We will also need to continue our work with the research community to ensure that the possible protective effect of male circumcision for men who have sex with men, and other vulnerable populations living in low and concentrated epidemics and in different cultural contexts is better understood. We plan to carry out consultation with affected communities to gather information about the personal and social meanings of these findings and the HIV information and education implications. We will be publishing a position paper and strategy in March/April on how circumcision should complement existing Alliance programming, which will be circulated with The Loop.

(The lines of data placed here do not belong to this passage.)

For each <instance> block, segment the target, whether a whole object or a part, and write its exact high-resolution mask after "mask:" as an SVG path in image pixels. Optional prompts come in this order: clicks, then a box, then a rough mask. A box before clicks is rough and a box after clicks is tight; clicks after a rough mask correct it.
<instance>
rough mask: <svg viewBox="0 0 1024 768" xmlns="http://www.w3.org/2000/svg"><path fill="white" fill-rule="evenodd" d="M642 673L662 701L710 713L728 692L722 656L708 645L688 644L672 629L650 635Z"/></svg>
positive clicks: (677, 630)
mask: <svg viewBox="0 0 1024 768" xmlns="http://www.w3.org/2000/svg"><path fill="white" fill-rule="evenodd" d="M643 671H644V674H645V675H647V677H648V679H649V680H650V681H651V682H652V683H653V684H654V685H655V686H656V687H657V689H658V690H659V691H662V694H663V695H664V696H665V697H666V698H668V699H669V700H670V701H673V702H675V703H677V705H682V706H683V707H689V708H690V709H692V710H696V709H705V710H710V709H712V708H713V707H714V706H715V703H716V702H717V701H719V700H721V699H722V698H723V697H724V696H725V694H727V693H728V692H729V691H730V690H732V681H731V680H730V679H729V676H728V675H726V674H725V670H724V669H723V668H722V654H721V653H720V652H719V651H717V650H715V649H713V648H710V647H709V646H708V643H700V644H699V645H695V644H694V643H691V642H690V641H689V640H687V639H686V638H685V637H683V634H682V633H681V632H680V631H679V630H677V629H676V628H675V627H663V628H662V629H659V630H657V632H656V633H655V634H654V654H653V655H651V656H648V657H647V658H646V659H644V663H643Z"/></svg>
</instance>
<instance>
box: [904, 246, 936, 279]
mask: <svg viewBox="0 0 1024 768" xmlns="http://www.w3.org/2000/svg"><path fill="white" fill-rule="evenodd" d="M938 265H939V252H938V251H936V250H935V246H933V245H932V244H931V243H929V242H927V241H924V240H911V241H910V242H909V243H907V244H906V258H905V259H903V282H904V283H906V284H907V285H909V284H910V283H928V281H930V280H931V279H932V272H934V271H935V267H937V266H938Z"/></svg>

Let us know what you think

The Loop is keen to hear what you think of the circumcision debate. Is male circumcision already a part of your programming? What do you think of its relevance to your work, your community and the epidemic you face?

We will be bringing you more articles on circumcision throughout the year in the Loop, and would like to hear your views to help inform our wider consultation plans.

Email theloop@aidsalliance.org, putting 'circumcision' in your email subject line, by Monday 26 February .


[1] Adult Male Circumcision Significantly Reduces Risk of Acquiring HIV: Trials in Kenya and Uganda Stopped Early

[2] Auvert B, Taljaard D, Lagarde E, Sobngwi-Tambekou J, Sitta R, Puren A. Randomized, Controlled Intervention Trial of Male Circumcision for Reduction of HIV Infection Risk: The ANRS 1265 Trial. PLoS Med. 2005 Nov;2(11):e298.

[3] Weiss HA, Quigley MA, Hayes RJ. Male circumcision and risk of HIV infection in sub-Saharan Africa: a systematic review and meta-analysis. AIDS. 2000 14(15): 2361-70. Review.

[4] The Potential Impact of Male Circumcision on HIV in Sub-Saharan Africa

[5] Alcorn K, Two circumcision studies halted after circumcised men's HIV risk halved

[6] Statement on Kenyan and Ugandan trial findings regarding male circumcision and HIV

[7] Halperin, DT, Bailey, RC. Male circumcision and HIV infection: 10 years and counting, The Lancet, Volume 354, Issue 9192 , 20 November 1999, Pages 1813-1815

[8] U.S. National Institutes of Health. Trial of Male Circumcision: HIV, Sexually Transmitted Disease (STD) and Behavioral Effects in Men, Women and the Community. 2006.

[9] Circumcision and HIV Transmission: The Cutting Edge. Tom Quinn, NIAID, NIH and Johns Hopkins Univ, Baltimore, MD, US MP3 Podcast from the CROI Conference, February 2006.